Miami before Manhattan

NYC renters bottom-fish, buying vacation homes in struggling markets first

Feb.February 01, 2010 08:41 PM


Prices for Miami real estate have dropped as much as 43 percent from the 2006 peak
For some Manhattan renters, buying a second home is coming before buying a first.

While New York real estate has seen severe discounts (Manhattan prices are down roughly 20 percent from their peak), some New Yorkers are going to real estate markets like Miami or the Hamptons that have been burned by even deeper discounts.

In the Hamptons, prices have dropped as much as 30 percent since 2006, said Barbara Weber, managing director of Nest Seekers International in the Hamptons. In Miami they have dropped as much as 43 percent, compared to the city’s historic high in 2006, according to Peter Zalewski, a broker with the Bal Harbour-based Condo Vultures Realty.

“You can literally buy five condos in Miami for the price of one in New York,” said Ron Shuffield, president of EWM Realtors in Miami.

New Yorkers are also taking advantage of foreclosures and short sales in the Miami-Dade area, said Alfredo Vizcarrondo, president of the AV Group in Doral, a real estate company. “In the last quarter of the year, there [was] increased interest from New Yorkers,” said Vizcarrondo. He said he recently closed on properties in Miami’s Brickell area and in Aventura for prices as low as $160,000.

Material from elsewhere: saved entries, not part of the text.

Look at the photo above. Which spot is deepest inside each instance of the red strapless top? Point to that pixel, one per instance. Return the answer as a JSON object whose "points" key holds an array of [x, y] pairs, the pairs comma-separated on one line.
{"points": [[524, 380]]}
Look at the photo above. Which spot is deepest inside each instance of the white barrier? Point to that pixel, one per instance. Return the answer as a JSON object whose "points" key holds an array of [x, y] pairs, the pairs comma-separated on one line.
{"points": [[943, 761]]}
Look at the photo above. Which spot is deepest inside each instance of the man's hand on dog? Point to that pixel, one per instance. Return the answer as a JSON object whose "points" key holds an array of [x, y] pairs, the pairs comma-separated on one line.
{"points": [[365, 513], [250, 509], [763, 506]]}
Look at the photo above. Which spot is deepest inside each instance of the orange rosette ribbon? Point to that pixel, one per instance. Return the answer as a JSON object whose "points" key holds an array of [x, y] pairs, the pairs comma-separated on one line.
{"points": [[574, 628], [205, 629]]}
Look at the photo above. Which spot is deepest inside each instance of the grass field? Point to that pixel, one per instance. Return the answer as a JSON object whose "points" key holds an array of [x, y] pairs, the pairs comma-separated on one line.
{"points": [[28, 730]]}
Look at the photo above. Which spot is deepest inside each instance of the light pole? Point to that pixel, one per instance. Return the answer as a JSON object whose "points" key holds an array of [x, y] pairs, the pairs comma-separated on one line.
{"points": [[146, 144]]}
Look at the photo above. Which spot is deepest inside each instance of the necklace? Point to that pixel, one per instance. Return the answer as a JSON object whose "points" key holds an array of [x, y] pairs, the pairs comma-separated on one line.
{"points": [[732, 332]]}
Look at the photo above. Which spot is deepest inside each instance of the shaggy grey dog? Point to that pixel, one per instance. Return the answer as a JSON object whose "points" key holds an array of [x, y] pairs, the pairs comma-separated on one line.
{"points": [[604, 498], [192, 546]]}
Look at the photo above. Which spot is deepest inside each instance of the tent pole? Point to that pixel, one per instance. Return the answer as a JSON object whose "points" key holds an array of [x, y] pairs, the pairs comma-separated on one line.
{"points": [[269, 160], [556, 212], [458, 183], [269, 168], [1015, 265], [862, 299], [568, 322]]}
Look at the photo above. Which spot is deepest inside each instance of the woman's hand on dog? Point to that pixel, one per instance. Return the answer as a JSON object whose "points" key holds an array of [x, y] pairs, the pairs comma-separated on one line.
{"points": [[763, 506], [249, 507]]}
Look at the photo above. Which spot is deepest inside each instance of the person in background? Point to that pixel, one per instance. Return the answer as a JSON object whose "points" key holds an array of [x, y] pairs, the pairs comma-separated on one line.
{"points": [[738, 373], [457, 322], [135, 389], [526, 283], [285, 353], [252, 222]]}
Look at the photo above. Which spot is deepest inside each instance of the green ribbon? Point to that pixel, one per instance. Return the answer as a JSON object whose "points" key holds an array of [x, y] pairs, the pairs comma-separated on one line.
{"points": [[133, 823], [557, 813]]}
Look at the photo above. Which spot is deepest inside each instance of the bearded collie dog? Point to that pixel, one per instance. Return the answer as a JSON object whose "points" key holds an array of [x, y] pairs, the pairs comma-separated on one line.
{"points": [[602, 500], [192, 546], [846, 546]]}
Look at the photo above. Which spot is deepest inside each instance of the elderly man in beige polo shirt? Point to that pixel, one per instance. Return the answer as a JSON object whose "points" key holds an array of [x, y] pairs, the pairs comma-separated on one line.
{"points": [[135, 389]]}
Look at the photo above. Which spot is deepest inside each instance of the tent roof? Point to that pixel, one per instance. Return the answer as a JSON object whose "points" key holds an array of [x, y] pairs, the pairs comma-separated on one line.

“On any given day, we’re getting about 1,500 unique visitors to our Web site, and a solid 15 percent are New Yorkers,” said Zalewski, who is also a principal with the consulting firm Condo Vultures.

Closer to home, the Hamptons have also captured the attention of New York renters as a place where they can buy before purchasing in the city. “Since the recession, I’ve seen this [phenomenon] a bit more as a first-time investment,” said Weber. “Some people still feel they can’t afford to buy in New York, but they can rent out that home in the Hamptons, and in the summer, might capture 75 percent of the money they’re outlaying a year for the house.”

Holly Rubenstein of Town and Country Real Estate said that activity has picked up significantly on the East End since October and “there are lots of young married couples looking to buy.” And, she said, many can claim these properties as a primary residence even if they still live in the city.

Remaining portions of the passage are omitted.